Steven Silver has been doing a series covering the award winners from his age 12 year, and Steven has credited me for (indirectly) suggesting this, when I quoted Peter Graham’s statement “The Golden Age of Science Fiction” is 12, in the “comment section” to the entry on 1973 in Jo Walton’s wonderful book An Informal History of the Hugos. You see, I was 12 in 1972, so the awards for 1973 were the awards for my personal Golden Age. And Steven suggested that much as he is covering awards for 1980, I might cover awards for 1973 here in Black Gate.

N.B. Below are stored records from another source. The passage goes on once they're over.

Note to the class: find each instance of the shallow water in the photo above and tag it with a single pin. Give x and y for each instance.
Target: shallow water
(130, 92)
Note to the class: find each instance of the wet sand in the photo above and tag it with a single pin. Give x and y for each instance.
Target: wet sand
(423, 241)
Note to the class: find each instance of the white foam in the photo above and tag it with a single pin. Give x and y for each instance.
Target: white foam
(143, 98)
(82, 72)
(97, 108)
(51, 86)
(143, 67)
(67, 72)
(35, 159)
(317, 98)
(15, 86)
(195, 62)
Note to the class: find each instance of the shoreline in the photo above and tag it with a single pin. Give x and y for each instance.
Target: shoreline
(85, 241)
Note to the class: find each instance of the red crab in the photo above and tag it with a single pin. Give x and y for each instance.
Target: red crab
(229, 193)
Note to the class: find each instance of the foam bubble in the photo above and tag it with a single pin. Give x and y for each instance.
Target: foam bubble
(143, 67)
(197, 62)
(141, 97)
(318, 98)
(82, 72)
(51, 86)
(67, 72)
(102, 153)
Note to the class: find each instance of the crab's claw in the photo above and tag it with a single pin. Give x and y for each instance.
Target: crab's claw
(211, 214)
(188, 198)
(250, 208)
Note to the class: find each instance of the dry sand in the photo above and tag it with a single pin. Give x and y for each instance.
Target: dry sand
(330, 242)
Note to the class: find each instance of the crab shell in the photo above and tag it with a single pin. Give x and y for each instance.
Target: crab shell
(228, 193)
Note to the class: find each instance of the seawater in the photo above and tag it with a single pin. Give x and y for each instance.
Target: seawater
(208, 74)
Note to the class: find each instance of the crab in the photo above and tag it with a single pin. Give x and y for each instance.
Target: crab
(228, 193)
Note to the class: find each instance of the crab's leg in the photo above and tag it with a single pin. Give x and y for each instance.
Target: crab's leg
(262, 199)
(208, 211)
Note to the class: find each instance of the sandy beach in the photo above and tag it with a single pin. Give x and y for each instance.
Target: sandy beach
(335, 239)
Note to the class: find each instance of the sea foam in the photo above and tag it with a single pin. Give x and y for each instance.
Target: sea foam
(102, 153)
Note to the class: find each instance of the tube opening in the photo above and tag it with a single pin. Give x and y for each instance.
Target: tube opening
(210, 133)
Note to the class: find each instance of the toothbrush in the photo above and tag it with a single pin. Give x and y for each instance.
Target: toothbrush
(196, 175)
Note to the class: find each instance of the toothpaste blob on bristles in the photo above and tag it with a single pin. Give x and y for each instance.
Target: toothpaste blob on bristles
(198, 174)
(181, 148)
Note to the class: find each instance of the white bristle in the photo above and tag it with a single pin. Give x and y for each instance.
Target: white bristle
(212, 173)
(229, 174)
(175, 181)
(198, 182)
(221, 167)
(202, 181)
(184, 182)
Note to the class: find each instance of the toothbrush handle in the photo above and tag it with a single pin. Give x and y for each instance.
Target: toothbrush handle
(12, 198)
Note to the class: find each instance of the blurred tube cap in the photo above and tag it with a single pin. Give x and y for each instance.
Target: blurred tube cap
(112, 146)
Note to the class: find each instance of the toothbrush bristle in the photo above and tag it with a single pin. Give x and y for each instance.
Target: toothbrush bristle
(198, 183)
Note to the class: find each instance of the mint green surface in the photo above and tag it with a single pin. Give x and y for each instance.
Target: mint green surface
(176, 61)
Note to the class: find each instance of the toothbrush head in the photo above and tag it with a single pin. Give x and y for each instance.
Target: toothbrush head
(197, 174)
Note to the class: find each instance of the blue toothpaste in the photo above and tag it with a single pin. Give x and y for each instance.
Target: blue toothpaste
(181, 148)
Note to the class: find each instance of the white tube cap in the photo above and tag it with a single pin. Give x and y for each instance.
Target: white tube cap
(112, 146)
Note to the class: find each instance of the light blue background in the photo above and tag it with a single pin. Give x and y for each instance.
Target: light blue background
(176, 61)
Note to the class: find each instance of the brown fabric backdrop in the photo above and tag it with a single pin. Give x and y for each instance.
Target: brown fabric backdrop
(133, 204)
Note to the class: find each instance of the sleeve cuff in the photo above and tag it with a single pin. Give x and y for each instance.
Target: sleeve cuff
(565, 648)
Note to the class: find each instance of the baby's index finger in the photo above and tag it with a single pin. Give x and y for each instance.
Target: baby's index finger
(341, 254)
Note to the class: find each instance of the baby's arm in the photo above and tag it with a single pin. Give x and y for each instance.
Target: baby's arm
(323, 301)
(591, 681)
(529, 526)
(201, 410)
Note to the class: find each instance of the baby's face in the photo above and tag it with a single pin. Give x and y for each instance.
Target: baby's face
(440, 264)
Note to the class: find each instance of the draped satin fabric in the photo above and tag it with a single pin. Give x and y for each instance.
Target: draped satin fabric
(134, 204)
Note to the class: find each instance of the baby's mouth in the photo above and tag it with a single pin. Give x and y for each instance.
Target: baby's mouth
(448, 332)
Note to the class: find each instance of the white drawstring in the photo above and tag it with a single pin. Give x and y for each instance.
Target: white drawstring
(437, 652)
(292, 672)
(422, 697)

In 1973 there was a tie for the Hugo Award for Best Short Story. (There have been several ties in Hugo history, perhaps most famously for the 1966 Best Novel, shared by Roger Zelazny’s F&SF serial “… And Call Me Conrad” and Frank Herbert’s Dune.) The winners were Frederik Pohl and C. M. Kornbluth for “The Meeting,” and R. A. Lafferty for “Eurema’s Dam.” This was the first fiction Hugo for each of these writers, and the only one for Kornbluth (not surprising, as he died in 1958) and Lafferty. Kornbluth did win a Retro-Hugo in 2001 for his 1950 novelette “The Little Black Bag,” and another posthumous award, the Prometheus Hall of Fame Award for The Syndic. Lafferty won a World Fantasy Life Achievement Award, as well as the Phoenix Award and two Seiuns for Best Story translated into Japanese (“Eurema’s Dam” and “Groaning Hinges of the World”). Pohl’s lists of awards is very long indeed: they include later Hugos for his novel Gateway and his short story “Fermi and Frost,” three Hugos as Editor of If, the Best Magazine winner in 1965-1967, Campbells for Gateway and The Years of the City, Nebulas for Man Plus and Gateway, Locus Awards for his memoir The Way the Future Was and his novella “The Gold at the Starbow’s End,” a late (2010) Hugo for Best Fan Writer, and of course he was named SFWA Grand Master in 1993.